The cop took statements and watched the video from the gas station cameras before coming to his conclusion. "These two guys shoved you twice and disrespected your made first physical contact and it was two against one. Right, well Mr. Novak I see this clearly as a case self defense."
His partner handcuffed both instigators and took them away. The cop plucked an issue of Omega Bride from the rack; handed money over to Maggie then grabbed a pen from the counter, "Would you mind signing this for my wife? He will be thrilled to death."
The two men smiled knowingly at each other. Cas signed the cover with a flourish and handed it back to the officer, "Thank you officer."
The cop tipped his cap to Castiel, "No, thank you Mr. Hero."
Maybe the day didn't suck after all.
…..
Ms. Barbara Leech was over the moon. Since Omega Bride hit the stands her phone was blowing up. Everyone was dying to know more about the glorious couple in Omega Bride. She had plans, big plans for them.
In her excitement, Barbara spun her desk chair right into the wall, bounced to the floor and lost her wig in the process.
Prendi luckily walked in and got Barbara back into her chair and positioned the garish pink wig on her head. He handed his employer her daily Ensure with calcium. "Really Ms. Leech, you need to be careful with those brittle bones".
She waved her hand in air, "Oh Prendi, if I break a hip you'll take care of me."
He rolled his eyes at her, "Exactly, that's why I dread the thought of you getting hurt. Hang in there another year until my indentured contract is done."
The women patted his face, "Prendi, nothing can dampen my good mood. I'm in like Flynn around here now; my job is safe from the young wolves at my door. Castiel and Dean Novak will set this world on fire."
…
Dean found Castiel sound asleep on their bed with Grace on his chest, her ear right over her daddy's heart. The sound had lulled her to sleep. The Omega took too many pictures to count and then put Grace in the nursery.

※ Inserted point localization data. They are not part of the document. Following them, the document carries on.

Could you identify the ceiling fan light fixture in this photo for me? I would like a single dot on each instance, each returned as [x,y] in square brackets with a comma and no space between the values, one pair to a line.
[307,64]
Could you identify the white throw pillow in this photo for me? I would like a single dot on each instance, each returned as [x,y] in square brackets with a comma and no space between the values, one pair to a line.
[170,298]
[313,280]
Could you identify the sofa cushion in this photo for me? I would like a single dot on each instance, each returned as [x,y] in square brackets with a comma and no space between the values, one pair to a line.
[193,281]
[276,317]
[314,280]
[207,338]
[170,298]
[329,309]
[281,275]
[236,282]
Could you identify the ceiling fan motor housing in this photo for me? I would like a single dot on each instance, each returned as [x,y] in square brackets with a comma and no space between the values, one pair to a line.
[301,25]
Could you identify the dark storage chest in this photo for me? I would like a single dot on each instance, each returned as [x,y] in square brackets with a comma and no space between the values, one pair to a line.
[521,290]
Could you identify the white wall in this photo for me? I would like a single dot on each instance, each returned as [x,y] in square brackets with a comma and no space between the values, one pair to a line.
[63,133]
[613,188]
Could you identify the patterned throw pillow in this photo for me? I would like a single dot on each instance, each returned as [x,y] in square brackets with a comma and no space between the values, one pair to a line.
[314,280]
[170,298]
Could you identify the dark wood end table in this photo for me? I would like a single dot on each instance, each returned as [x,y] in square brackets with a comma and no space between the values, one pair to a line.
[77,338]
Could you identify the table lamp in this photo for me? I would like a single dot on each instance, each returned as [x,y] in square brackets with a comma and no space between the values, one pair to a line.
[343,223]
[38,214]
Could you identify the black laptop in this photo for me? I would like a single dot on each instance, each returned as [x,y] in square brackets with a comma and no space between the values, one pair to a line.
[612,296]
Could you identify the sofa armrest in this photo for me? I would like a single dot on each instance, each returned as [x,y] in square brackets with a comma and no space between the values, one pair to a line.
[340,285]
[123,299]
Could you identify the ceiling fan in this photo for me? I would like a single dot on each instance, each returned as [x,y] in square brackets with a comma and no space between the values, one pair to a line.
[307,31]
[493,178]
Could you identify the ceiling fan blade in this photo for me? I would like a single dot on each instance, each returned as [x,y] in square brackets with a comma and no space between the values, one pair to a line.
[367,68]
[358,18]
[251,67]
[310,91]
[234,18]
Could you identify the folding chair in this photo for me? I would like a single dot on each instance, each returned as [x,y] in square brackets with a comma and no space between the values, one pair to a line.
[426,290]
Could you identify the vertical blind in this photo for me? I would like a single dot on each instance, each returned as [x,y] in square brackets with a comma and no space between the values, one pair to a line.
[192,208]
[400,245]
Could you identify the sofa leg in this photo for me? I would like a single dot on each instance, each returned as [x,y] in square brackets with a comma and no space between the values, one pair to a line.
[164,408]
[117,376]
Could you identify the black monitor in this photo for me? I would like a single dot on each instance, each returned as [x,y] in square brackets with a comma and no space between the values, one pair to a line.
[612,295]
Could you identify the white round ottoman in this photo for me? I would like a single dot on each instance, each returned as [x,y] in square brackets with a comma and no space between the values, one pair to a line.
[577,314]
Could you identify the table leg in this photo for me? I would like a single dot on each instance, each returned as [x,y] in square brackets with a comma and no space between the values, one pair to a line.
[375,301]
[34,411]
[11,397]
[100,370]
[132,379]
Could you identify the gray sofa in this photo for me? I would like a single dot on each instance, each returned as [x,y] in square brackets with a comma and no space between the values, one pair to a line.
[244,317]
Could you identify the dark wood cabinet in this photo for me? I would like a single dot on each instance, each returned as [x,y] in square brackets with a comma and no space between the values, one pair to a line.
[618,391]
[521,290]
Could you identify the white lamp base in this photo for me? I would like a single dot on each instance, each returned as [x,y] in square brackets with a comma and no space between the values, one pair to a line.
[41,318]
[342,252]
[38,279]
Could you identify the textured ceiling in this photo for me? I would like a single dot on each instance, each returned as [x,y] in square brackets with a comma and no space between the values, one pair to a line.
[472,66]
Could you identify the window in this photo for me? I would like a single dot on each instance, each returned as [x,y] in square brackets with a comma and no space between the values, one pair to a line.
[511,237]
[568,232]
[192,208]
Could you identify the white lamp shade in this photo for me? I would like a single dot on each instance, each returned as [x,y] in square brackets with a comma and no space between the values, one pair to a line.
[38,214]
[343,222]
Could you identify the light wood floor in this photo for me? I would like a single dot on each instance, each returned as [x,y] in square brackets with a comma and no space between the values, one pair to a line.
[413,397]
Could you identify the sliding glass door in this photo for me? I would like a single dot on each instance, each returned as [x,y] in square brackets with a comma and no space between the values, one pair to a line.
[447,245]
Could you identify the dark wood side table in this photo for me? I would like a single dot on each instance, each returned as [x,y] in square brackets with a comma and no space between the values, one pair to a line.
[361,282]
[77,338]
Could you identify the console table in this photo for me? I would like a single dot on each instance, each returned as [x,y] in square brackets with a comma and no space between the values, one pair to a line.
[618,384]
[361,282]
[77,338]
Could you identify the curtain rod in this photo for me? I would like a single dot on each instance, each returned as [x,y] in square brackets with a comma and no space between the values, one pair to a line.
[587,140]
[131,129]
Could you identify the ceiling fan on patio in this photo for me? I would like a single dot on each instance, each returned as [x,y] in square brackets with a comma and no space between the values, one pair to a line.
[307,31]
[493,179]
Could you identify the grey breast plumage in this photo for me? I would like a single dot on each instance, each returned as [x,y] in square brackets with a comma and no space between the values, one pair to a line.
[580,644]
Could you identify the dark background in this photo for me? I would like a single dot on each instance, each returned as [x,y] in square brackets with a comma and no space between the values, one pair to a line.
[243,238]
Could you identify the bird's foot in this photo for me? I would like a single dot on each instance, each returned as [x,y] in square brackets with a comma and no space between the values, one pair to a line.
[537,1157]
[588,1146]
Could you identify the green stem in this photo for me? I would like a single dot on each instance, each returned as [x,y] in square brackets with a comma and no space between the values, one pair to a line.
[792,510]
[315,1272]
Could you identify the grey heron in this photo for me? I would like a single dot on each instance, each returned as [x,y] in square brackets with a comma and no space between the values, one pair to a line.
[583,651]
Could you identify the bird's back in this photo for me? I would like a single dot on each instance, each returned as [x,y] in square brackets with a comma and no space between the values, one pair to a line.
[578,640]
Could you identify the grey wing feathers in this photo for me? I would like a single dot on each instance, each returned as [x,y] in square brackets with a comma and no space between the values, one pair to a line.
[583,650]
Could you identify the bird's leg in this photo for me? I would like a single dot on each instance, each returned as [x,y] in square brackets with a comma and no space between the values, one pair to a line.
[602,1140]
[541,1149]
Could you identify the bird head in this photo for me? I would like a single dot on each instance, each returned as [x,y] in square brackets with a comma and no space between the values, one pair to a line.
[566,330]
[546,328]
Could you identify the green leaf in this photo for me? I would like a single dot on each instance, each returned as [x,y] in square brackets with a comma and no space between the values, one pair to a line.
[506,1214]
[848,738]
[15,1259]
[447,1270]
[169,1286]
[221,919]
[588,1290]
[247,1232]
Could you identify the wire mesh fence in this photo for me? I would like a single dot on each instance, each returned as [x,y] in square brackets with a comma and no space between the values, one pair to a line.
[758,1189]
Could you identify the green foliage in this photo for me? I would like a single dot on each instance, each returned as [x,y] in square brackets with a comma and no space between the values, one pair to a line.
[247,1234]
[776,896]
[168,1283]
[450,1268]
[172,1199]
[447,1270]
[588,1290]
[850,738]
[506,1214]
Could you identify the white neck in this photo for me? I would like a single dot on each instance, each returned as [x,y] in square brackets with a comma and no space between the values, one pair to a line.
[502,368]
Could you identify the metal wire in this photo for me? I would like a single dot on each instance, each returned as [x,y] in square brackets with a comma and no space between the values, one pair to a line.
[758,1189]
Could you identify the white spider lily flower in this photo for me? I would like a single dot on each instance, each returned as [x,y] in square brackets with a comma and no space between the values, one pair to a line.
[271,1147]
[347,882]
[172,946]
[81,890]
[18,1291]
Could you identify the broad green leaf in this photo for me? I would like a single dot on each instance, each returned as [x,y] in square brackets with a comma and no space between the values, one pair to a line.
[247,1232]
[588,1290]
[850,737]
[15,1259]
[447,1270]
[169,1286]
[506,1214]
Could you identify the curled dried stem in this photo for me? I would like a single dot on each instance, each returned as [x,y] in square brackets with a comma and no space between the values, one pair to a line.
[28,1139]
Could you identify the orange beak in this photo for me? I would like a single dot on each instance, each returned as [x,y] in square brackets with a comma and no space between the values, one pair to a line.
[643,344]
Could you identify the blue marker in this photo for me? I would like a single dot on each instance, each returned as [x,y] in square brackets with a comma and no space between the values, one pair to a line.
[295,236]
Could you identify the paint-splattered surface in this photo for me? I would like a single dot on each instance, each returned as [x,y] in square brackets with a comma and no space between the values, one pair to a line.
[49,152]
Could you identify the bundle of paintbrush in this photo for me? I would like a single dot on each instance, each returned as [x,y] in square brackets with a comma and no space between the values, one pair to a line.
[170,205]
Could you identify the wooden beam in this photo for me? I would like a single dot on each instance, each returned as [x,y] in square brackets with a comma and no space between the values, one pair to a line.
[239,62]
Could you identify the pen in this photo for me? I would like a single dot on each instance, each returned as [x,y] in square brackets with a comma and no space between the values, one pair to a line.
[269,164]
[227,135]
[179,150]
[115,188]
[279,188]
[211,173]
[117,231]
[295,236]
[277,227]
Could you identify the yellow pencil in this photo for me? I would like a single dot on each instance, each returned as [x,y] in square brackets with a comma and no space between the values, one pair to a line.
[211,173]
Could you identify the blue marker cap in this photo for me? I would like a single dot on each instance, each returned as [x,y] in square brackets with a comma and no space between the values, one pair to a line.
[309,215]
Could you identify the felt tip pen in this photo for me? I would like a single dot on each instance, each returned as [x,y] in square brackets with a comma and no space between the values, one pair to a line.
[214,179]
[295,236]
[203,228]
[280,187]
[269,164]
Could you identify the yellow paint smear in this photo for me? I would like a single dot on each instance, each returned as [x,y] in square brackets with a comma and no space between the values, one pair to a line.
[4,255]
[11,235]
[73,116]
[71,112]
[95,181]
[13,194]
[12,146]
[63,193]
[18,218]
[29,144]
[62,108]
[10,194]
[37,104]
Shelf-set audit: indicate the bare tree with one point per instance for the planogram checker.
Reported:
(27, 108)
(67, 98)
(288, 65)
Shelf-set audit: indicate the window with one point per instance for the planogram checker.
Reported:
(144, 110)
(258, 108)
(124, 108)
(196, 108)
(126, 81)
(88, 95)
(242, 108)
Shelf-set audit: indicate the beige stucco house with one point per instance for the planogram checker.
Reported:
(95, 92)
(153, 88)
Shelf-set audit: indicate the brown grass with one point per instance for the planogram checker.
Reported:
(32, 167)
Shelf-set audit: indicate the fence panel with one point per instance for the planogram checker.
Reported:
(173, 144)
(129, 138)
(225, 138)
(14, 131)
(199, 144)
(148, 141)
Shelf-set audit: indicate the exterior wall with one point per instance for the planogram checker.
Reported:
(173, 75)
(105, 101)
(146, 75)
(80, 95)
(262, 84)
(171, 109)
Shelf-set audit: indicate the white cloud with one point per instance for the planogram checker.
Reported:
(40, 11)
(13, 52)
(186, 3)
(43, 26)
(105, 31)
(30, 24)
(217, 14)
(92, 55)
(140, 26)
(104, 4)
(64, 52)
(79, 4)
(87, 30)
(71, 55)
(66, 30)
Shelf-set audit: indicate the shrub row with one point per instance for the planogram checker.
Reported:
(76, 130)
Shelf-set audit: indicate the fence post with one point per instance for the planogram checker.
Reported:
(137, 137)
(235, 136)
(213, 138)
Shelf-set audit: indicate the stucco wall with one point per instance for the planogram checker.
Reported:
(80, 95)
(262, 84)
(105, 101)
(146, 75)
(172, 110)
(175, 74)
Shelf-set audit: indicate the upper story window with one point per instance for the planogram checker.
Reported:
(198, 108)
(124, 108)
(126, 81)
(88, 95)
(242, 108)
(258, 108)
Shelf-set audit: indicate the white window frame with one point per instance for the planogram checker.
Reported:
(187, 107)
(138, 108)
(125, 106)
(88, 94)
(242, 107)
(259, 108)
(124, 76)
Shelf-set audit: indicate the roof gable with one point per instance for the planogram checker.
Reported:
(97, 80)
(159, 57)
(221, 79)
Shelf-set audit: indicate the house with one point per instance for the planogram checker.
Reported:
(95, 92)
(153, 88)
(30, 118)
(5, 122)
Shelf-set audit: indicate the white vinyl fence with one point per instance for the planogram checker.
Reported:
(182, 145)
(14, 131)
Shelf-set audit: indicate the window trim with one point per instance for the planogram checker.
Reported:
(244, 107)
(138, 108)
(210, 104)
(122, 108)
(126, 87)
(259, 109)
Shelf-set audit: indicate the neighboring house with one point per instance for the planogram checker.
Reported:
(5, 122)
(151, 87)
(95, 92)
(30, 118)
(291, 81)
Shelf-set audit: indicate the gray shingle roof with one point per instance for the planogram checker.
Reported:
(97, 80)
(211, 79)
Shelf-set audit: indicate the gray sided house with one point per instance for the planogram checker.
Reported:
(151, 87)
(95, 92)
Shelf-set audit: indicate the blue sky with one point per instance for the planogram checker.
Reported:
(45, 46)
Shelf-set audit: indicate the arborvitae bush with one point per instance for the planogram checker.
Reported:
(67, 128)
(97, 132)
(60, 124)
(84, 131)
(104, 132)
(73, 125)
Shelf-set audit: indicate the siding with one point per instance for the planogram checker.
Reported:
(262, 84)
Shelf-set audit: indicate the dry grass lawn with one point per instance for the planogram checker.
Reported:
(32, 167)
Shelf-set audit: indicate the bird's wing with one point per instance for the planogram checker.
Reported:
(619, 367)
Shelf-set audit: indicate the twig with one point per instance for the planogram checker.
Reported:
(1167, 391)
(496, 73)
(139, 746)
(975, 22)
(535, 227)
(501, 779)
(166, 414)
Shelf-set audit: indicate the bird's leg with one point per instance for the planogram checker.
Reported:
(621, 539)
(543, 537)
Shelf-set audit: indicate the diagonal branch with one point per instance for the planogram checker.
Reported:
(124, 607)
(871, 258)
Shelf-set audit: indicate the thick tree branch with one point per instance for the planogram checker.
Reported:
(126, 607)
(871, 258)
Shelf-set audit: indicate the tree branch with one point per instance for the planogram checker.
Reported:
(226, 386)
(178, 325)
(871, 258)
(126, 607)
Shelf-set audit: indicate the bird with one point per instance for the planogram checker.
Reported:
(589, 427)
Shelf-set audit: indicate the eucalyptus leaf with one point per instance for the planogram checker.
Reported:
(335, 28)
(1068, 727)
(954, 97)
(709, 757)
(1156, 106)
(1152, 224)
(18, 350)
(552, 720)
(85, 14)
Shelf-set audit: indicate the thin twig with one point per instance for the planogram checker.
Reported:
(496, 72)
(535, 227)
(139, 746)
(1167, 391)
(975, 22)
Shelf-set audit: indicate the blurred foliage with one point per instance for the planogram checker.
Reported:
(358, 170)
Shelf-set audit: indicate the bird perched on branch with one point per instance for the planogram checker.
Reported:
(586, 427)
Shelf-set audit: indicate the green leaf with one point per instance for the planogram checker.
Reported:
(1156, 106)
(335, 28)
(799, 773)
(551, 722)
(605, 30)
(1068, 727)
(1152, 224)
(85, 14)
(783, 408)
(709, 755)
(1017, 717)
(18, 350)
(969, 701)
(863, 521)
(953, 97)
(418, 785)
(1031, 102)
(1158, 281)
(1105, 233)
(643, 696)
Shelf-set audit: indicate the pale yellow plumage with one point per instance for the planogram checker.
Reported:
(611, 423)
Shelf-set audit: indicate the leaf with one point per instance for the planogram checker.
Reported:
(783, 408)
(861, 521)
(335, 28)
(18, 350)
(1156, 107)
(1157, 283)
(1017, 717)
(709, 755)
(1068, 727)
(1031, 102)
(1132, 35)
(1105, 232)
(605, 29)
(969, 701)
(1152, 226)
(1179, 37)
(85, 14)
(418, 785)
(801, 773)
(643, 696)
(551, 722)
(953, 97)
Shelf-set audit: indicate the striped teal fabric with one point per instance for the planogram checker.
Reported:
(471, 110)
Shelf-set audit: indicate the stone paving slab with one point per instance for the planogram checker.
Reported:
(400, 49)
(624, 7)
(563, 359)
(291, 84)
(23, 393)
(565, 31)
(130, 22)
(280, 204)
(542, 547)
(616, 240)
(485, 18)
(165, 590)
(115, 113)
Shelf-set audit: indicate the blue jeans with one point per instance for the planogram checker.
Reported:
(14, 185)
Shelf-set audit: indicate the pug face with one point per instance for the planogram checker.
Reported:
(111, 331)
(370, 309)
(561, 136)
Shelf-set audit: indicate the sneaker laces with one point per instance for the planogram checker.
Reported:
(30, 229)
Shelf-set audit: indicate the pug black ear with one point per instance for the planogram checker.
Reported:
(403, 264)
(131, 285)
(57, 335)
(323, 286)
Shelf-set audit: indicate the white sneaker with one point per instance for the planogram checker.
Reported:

Castiel woke to find Dean straddling his hips. Dean kissed his husband's bruised and bandaged hand. "You defended my honor."
The Alpha rumbled, "I will defend you to my dying breath."
The Omega rose up, positioned the head of his Alpha's cock just right then slowly descended until he bottomed out.
Dean chose the pace of the ride. Right before hitting his double peak the Omega gasped, "My hero."